Mahoney was also moved by Mintz’s telling of Lena Doesn’t Live Here Anymore, about the effect of the Israeli policy of house demolitions on a Palestinian family. The story showed how such a policy affects the psyche of a family and a
community when a home is taken down several times after attempts to rebuild it.
“It was incredibly moving just the way she was able to express the experience of those people from the inside and what it would be like to have your home demolished and trampled upon over and over and over again,” said Lisa St. Cyr.
Mintz explained that she chose that story because she supports the work of the Israeli Coalition Against House Demolitions and other peace workers in Israel. “I’ve tried for a long time to figure out how I, as a Canadian Jew, could talk about this issue, and eventually I came to feeling that what I can do is support people there whose work I want to support.”

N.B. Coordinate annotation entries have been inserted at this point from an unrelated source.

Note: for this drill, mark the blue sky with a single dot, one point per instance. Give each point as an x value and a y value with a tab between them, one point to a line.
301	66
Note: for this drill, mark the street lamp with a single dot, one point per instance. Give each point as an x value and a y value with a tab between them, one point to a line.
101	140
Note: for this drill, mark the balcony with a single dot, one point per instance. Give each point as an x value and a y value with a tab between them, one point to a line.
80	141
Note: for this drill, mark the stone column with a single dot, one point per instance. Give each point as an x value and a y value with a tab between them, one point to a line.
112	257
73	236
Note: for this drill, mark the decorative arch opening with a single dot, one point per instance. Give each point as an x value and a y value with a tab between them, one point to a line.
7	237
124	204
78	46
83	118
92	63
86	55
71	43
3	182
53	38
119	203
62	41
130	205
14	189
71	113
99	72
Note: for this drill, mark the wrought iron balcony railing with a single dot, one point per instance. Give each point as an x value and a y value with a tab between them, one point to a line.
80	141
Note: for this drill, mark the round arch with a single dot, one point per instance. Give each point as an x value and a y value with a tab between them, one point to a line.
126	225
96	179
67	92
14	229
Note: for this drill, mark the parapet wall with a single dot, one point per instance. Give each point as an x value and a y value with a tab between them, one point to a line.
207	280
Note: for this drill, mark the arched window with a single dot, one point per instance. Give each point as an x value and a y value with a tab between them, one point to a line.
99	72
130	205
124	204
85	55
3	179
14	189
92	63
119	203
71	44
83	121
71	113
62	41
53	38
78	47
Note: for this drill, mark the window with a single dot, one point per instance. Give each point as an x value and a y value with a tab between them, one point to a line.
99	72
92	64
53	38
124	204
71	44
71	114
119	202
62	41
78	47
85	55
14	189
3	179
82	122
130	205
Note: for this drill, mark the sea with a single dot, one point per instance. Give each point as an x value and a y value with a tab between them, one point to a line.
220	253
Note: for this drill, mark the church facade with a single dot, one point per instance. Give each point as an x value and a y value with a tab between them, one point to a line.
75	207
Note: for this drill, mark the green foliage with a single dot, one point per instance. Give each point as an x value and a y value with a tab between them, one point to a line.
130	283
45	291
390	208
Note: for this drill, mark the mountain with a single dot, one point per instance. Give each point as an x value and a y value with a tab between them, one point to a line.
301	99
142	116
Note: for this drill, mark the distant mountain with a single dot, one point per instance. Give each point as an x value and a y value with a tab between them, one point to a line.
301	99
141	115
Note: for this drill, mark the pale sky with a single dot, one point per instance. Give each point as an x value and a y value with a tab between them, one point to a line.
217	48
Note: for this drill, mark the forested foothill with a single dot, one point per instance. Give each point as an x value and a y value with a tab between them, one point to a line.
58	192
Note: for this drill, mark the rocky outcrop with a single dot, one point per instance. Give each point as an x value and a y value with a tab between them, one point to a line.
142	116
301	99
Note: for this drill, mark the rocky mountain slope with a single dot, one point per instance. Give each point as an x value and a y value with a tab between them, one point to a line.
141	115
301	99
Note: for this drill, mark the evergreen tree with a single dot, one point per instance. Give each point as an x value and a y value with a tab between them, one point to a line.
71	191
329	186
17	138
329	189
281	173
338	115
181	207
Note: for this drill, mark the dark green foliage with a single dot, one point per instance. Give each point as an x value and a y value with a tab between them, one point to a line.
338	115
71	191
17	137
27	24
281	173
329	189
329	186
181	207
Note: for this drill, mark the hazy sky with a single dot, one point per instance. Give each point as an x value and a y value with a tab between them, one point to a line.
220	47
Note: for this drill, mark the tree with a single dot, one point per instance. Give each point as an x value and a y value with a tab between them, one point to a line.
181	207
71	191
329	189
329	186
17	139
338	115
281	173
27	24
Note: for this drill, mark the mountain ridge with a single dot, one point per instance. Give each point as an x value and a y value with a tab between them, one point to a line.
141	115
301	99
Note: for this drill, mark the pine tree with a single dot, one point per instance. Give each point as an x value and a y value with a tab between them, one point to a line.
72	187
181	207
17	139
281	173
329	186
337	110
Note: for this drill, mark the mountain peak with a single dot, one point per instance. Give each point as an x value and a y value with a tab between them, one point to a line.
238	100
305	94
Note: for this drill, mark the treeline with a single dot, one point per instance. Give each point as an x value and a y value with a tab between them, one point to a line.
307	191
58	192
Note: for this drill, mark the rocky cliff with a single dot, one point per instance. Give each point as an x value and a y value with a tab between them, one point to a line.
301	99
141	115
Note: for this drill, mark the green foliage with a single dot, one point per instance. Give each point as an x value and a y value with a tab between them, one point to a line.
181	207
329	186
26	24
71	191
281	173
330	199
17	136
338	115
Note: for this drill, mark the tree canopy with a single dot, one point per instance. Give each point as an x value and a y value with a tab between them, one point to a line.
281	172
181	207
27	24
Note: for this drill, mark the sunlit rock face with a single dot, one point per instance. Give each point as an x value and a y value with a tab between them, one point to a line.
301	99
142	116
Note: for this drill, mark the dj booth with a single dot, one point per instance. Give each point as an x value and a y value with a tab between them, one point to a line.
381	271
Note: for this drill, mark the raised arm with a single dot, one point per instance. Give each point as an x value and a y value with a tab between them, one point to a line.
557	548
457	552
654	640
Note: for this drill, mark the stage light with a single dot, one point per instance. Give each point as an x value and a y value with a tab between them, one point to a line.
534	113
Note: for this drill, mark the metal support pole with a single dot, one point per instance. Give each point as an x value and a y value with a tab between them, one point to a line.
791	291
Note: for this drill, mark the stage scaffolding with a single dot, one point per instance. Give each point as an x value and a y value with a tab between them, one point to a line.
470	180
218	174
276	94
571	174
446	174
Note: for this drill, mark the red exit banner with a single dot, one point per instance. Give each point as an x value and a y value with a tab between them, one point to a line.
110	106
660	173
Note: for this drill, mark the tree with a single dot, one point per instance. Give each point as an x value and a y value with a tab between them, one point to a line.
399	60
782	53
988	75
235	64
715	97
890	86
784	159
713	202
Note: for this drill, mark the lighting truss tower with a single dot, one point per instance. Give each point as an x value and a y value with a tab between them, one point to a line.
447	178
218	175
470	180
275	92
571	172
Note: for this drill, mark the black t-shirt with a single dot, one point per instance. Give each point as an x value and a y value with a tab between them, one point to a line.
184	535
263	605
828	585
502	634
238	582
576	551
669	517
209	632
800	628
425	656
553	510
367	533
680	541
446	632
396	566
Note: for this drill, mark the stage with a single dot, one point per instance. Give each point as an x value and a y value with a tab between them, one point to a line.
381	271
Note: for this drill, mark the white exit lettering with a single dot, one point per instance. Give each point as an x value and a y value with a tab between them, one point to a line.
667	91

Mintz ended her performance with a poem, “Kindness,” told in English and Yiddish and written by Naomi Shihab Nye, which gave the audience a sense of hope and peacefulness.
“She’s not overdramatic. She seems very grounded and present in her body and definitely you can feel that she has a lot of genuine compassion for those people and [is] able to tell their story quite authentically,” said St. Cyr.
Mintz, who has been storytelling since 1992, explained that she memorizes the words of the stories that have authors, but will adapt the folktales. She has told stories to adults and children in Canada, the United States, Germany and Lithuania and will be teaching a storytelling class at Langara College until April 7.
Sara Newham is a Vancouver freelance writer.